Like so many, Mr. Banks was lured by the promises made by the big banks like Wells Fargo and others: Refinance your home, take out some money for yourself, and hey, the interest rate will be low...for awhile, anyway.
The squeeze came for him when the interest rates on that variable rate mortgage rose and his income dropped. While it's not limited to minority borrowers, the impact on minority communities has been deeper than on white communities, largely because the unemployment rate is much higher.
Black middle-class neighborhoods are hollowed out, with prices plummeting and homes standing vacant in places like Orange Mound, White Haven and Cordova. As job losses mount — black unemployment here, mirroring national trends, has risen to 16.9 percent from 9 percent two years ago; it stands at 5.3 percent for whites — many blacks speak of draining savings and retirement accounts in an effort to hold onto their homes. The overall local foreclosure rate is roughly twice the national average.
It appears that the higher foreclosure rate is no accident. In fact, it seems that Wells Fargo targeted minorities to market higher-risk loans. At least, that's the accusation causing federal authorities to take a closer look at their lending practices there.

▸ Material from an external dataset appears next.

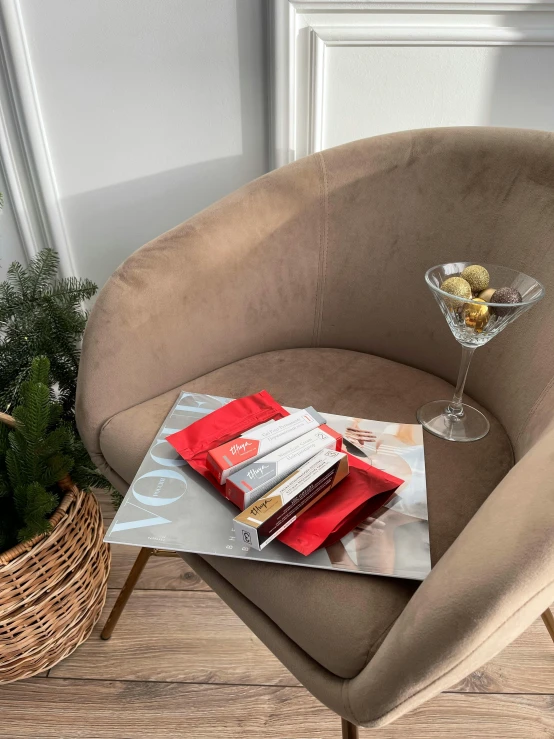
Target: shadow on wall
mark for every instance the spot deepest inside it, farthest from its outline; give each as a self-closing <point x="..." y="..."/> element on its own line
<point x="110" y="223"/>
<point x="522" y="90"/>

Camille Thomas, a 40-year-old African-American, loved working for Wells Fargo. “I felt like I could help people,” she recalled over coffee.
As the subprime market heated up, she said, the bank pressure to move more loans — for autos, for furniture, for houses — edged into mania. “It was all about selling your units and getting your bonus,” she said.
What follows next is a story told across the country, but when the scam is played on a community just beginning to get a toehold on forward economic progress, the setback is one that may take more than a generation to overcome.
She described tricks of the trade, several of dubious legality. She said supervisors had told employees to white out incomes on loan applications and substitute higher numbers. Agents went “fishing” for customers, mailing live checks to leads. When a homeowner deposited the check, it became a high-interest loan, with a rate of 20 to 29 percent. Then bank agents tried to talk the customer into refinancing, using the house as collateral.
Ask a conservative and they'll tell you those people shouldn't have believed they'd get something for nothing. Well, I beg to differ. In the subprime heyday, phone calls rolled in here at record pace, promising us we could refinance our home and pull out enough cash to retire. When our middle son graduated from high school we were inundated with offers to refinance to send him to college. We had already been stung during the S&L crisis, so we knew it was a scam. But to the uninitiated, it seemed like a step up.
But then, look what happens:
Two years ago, his doorbell rang, and two men from Wells Fargo offered to consolidate his consumer loans into a low-cost mortgage.“I thought, ‘This is great! ’ ” Mr. Banks says. “When you have four kids, college expenses, you look for any savings.”
What those men did not tell Mr. Banks, he says (and Ms. Thomas, who studied his case, confirms), is that his new mortgage had an adjustable rate. When it reset last year, his payment jumped to $1,700 from $1,200.
We've heard all of these stories before, but in Memphis the result is deep, dire and depressing.
“We’re wiping out whatever wealth blacks have accumulated — it assures racial economic inequality for the next generation,” said Thomas M. Shapiro, director of the Institute on Assets and Social Policy at Brandeis University.